Pas fréquent de rencontrer un ancien dirigeant de banque oser franchir le Rubicon pour lancer son propre établissement financier. Nicolas Mérindol, ISG de 60 ans, ancien directeur général de la Caisse d‘Épargne, a fondé le groupe Carmin pour accompagner des patrons de PME dynamiques dans toute leur stratégie financière.

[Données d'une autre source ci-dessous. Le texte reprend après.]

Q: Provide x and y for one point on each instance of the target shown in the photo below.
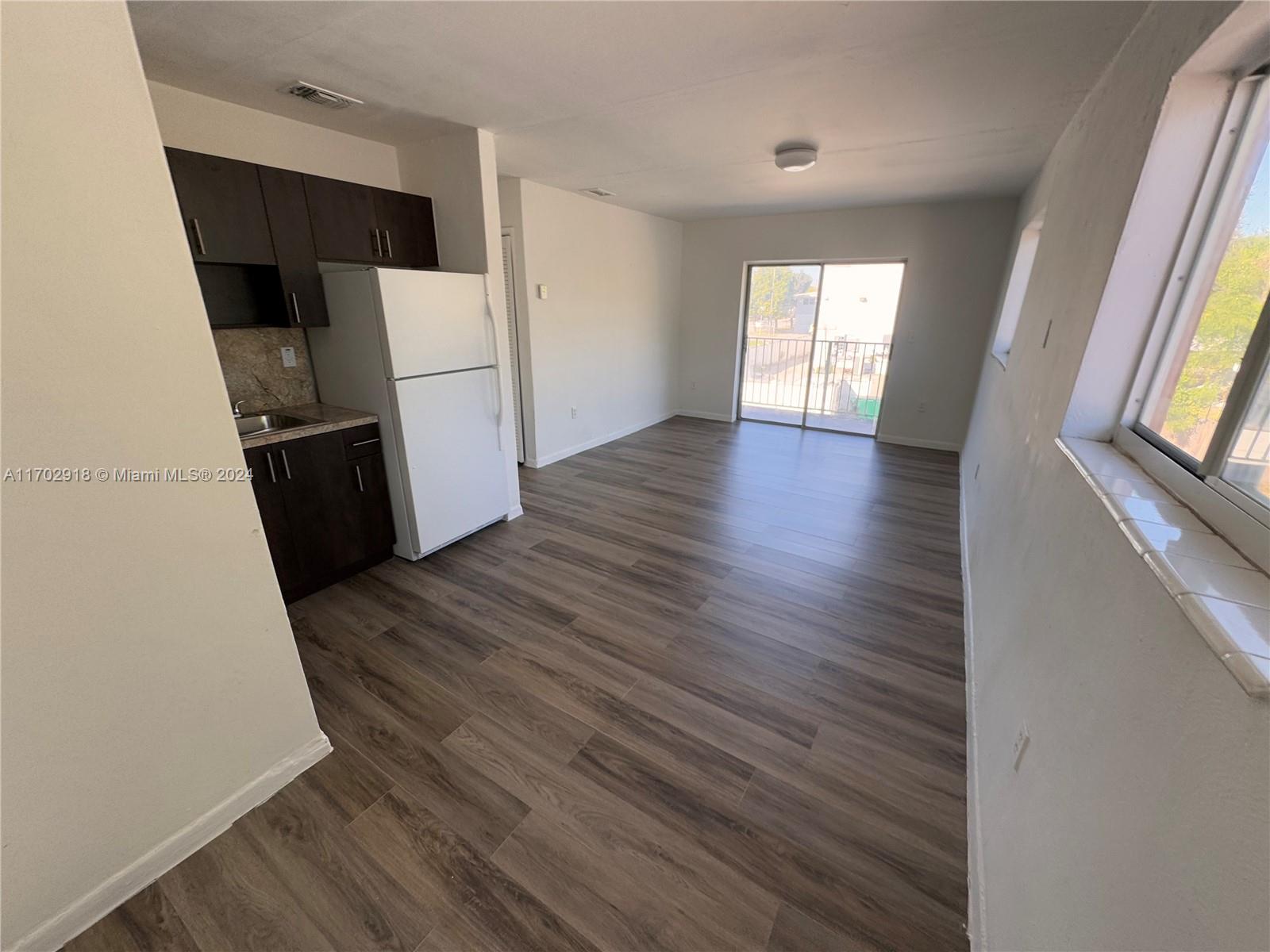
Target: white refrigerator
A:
(418, 348)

Aujourd‘hui, il ne jure que par la ville de Marseille dont il est tombé amoureux : « Voir la mer en se levant n’a pas de prix », ajoute celui qui passait toutes ses vacances près de Gérone, au nord de Barcelone. « Je n’en ai plus besoin. Cette ville a un potentiel énorme : port, université, centres de recherche, tourisme, universités, PME, jeunes pousses… Au début, les Phocéens m‘ont regardé avec circonspection, moi qui n’ait pas l’accent. Mais les patrons de PME ont un potentiel intact. Ils ne savent pas toujours actionner les bons leviers financiers. Je suis là pour les y aider. Beaucoup peuvent devenir des ETI. »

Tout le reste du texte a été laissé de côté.